Tuesday, July 22, 2008

Email from a gay American navy veteran

Last week, the following email arrived in my inbox:

Dear GB,

I'm sending you this email to ask for some advice. My name is Robaire Watson and I've been living in the San Francisco Bay Area for 19 years. I spent 6 years in the Navy as an openly gay military man from 1989 to 1995.

Now, I've spent the last year sending out over a 1000 emails and mailing at least 200 letters, asking gay & straight organizations, magazines and media about allowing me to tell my story. When it comes to "Don't Ask, Don't Tell" I want to be the first black man to have his story told by the media. (Boy! Do I have a story to tell.)

I'm starting to feel like, since I don't look like Jake Gyllenhaal and I'm not under 30 years old or have the body of Colton Ford, they're not interested! We in the gay community have our own racial and discrimination issues. We need to be honest with ourselves and admit this is true. I'm like Rosa Parks and I refuse to sit at the back or to be thrown under the bus.

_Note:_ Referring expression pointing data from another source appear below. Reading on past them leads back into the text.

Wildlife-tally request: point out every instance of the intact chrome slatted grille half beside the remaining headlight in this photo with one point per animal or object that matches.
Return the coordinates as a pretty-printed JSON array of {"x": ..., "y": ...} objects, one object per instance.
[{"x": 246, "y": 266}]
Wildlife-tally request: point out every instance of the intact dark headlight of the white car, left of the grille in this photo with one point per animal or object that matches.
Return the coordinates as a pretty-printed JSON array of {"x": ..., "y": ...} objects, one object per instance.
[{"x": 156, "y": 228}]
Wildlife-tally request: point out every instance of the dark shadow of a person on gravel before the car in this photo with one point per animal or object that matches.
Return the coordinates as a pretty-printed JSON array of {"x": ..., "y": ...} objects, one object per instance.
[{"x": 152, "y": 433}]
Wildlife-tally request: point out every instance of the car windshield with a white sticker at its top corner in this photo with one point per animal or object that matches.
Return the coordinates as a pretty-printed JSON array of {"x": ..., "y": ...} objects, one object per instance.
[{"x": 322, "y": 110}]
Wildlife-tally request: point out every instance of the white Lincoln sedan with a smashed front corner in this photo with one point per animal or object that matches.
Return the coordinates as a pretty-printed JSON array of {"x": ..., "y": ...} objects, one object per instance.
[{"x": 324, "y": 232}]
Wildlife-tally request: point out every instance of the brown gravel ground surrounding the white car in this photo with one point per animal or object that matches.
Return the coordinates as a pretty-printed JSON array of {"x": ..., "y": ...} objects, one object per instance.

Can you advise me on how a black gay military veteran can have his story told? You can read a bit of my story by following this link?

Thank you,


The interesting thing about Robaire is that he seems to have been an out gay guy in the navy both before and after the infamous "Don't Ask, Don't Tell" policy was introduced, so I replied to him with a couple of ideas. One thought was to contact a media organisation that I know that focuses on gay politics, and the other idea was for him to simply start a blog and gradually post his story from one day to the next. Do any readers have any other ideas for him?

I recall that in the UK, it was during the 1990's that the ban on gay people serving in the armed forces was lifted. With so many other countries allowing it these days, the "Don't Ask, Don't Tell" policy does make the USA look very old fashioned.

I think one of the reasons by a ban on gay people serving in the armed forces is bad is because armed forces recruit lots of guys as soon as they leave school, so it's quite likely that some guys won't have worked out that they're gay when they sign up. I imagine that the trauma of gradually realising that one is gay while in a hostile environment could be quite devastating. If it wasn't for that, I'd think that it's madness for anyone to want the right join the armed forces and hence the right to die for one's country, because that's what being in the armed forces can ultimately mean.

If all the gay guys in the American military were to 'tell' and get themselves discharged, I wonder how long it would be before the policy was changed? Just like a parent dealing with a naughty child, sometimes the best way to get what you want can be to seem to seek the opposite!